What should SMEs prepare before adopting AI?

You can't just buy AI and expect it to work. Five concrete steps to get your data, processes and team ready first.

After 3 years advising 50+ Vietnamese SMEs, I've learned: most AI projects fail not because of the technology — but because the business wasn't ready. Here are 5 practical steps that have worked for us.

1. Start with the process, not the technology

The wrong question 80% of business owners ask: "What AI should I buy?" The right question: "Which process costs us the most time?" Spend a week observing and you'll see immediately: invoice data entry, reconciliation, weekly reports, templated customer responses. Each is a clear AI use case.

2. Data must be ready — and you have more than you think

AI needs data to learn. But you don't need big data — just enough samples to recognise patterns. For document OCR, 50-100 real samples are enough to start. For an internal AI assistant, a 30-question FAQ + 100 real conversation snippets is enough to fine-tune. Don't wait for "enough data" — start and let the AI learn over time.
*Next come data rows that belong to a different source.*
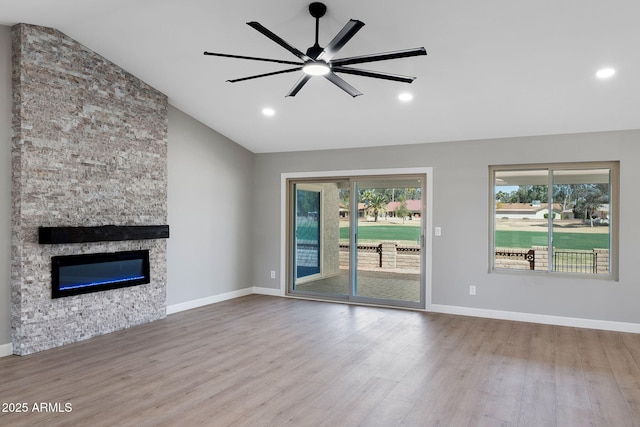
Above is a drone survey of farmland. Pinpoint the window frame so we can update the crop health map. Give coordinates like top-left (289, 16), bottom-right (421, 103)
top-left (489, 161), bottom-right (619, 280)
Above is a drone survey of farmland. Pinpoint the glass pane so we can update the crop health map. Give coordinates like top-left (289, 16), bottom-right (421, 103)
top-left (494, 170), bottom-right (549, 271)
top-left (292, 181), bottom-right (349, 296)
top-left (295, 188), bottom-right (321, 279)
top-left (551, 169), bottom-right (611, 274)
top-left (354, 178), bottom-right (422, 304)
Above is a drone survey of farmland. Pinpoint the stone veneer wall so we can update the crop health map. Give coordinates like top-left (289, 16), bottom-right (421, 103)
top-left (11, 24), bottom-right (168, 355)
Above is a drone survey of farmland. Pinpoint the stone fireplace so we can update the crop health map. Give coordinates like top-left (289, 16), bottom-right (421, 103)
top-left (11, 24), bottom-right (168, 355)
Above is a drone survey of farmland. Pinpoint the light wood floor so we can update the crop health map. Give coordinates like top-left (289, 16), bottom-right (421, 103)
top-left (1, 295), bottom-right (639, 426)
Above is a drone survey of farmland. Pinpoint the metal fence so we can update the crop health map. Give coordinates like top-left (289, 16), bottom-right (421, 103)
top-left (495, 249), bottom-right (535, 270)
top-left (553, 251), bottom-right (596, 274)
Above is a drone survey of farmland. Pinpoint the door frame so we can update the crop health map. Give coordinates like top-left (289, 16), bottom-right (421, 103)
top-left (280, 167), bottom-right (433, 311)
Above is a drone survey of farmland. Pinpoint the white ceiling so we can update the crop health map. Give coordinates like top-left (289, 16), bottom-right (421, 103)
top-left (2, 0), bottom-right (639, 153)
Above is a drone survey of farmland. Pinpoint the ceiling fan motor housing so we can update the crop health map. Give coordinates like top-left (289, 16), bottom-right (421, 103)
top-left (306, 45), bottom-right (324, 59)
top-left (309, 2), bottom-right (327, 19)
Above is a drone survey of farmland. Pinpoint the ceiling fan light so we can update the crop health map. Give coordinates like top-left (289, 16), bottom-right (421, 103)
top-left (303, 62), bottom-right (330, 76)
top-left (596, 67), bottom-right (615, 79)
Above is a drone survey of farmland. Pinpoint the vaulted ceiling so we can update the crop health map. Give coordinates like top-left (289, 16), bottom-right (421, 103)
top-left (3, 0), bottom-right (639, 153)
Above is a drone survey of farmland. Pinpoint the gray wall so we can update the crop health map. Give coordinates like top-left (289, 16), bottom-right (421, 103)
top-left (0, 26), bottom-right (11, 346)
top-left (253, 132), bottom-right (640, 324)
top-left (166, 105), bottom-right (254, 306)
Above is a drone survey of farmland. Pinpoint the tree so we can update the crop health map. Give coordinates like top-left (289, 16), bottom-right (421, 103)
top-left (394, 197), bottom-right (411, 223)
top-left (383, 188), bottom-right (396, 202)
top-left (339, 189), bottom-right (350, 216)
top-left (360, 189), bottom-right (375, 204)
top-left (573, 184), bottom-right (609, 226)
top-left (553, 184), bottom-right (575, 212)
top-left (509, 185), bottom-right (548, 203)
top-left (495, 190), bottom-right (510, 202)
top-left (365, 193), bottom-right (388, 222)
top-left (405, 187), bottom-right (420, 200)
top-left (494, 185), bottom-right (549, 203)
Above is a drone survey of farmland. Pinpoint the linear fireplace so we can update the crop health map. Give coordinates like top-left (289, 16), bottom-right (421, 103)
top-left (51, 250), bottom-right (150, 298)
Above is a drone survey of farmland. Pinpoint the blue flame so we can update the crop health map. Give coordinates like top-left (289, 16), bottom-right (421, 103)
top-left (59, 275), bottom-right (146, 291)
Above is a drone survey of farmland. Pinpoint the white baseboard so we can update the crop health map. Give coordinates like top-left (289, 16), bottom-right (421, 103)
top-left (169, 291), bottom-right (640, 334)
top-left (166, 286), bottom-right (285, 315)
top-left (430, 304), bottom-right (640, 334)
top-left (0, 342), bottom-right (13, 358)
top-left (252, 286), bottom-right (284, 297)
top-left (166, 287), bottom-right (254, 315)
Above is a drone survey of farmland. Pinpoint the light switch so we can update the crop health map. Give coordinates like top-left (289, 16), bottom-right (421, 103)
top-left (434, 227), bottom-right (442, 236)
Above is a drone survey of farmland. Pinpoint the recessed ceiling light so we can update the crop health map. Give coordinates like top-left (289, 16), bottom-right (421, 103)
top-left (262, 107), bottom-right (275, 117)
top-left (398, 92), bottom-right (413, 102)
top-left (596, 68), bottom-right (616, 79)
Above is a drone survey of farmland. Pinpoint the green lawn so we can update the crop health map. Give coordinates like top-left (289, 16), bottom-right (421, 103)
top-left (340, 225), bottom-right (420, 243)
top-left (496, 230), bottom-right (609, 250)
top-left (327, 225), bottom-right (608, 250)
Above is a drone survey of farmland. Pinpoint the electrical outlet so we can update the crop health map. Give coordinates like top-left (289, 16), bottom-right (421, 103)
top-left (469, 285), bottom-right (476, 295)
top-left (270, 270), bottom-right (276, 279)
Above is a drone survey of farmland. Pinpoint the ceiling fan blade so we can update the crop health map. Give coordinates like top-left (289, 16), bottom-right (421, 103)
top-left (227, 67), bottom-right (302, 83)
top-left (331, 47), bottom-right (427, 67)
top-left (204, 51), bottom-right (302, 66)
top-left (332, 66), bottom-right (416, 83)
top-left (286, 74), bottom-right (312, 97)
top-left (317, 19), bottom-right (365, 61)
top-left (324, 72), bottom-right (362, 97)
top-left (247, 21), bottom-right (311, 62)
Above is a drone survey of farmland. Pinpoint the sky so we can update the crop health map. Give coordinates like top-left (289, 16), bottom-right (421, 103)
top-left (496, 185), bottom-right (518, 194)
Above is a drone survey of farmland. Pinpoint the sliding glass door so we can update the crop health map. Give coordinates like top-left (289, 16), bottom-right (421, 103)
top-left (288, 174), bottom-right (425, 309)
top-left (353, 177), bottom-right (423, 305)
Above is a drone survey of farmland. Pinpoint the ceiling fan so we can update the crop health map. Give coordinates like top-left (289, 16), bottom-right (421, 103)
top-left (203, 2), bottom-right (427, 97)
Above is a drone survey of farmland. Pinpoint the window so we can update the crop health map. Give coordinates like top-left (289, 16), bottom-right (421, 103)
top-left (490, 162), bottom-right (618, 278)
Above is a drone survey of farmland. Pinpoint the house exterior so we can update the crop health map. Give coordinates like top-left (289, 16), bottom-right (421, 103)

3. Pick one process, don't try five at once

The most common mistake: wanting AI to do everything. Result: nothing gets done. Our rule: 1st AI project = 1 process + 1 team responsible + 1 clear KPI. When the first one runs smoothly (usually 4-8 weeks), then scale.

4. Integrate with existing software, don't create new ones

Most Vietnamese SMEs use MISA, KiotViet, Sapo, or Excel. AI doesn't need to replace them — just integrate. OCR reads documents → pushes to MISA via API. AI assistant reads Excel → replies on Zalo. The less you change existing workflows, the higher the adoption.

5. Measure from day one, not at the end of the project

Before starting, measure the baseline: how many hours/month on this process, how many errors, what cost. After 4 weeks running AI, measure again. Without before/after numbers, you won't know if AI actually helps — and the team will lose motivation.

AI is not magic. It's a tool — and tools only work when users know how to use them. For Vietnamese SMEs, the key is: start small, measure honestly, and scale from what's already working. That's how we've helped 50+ Vietnamese businesses save billions of VND in operating costs every year.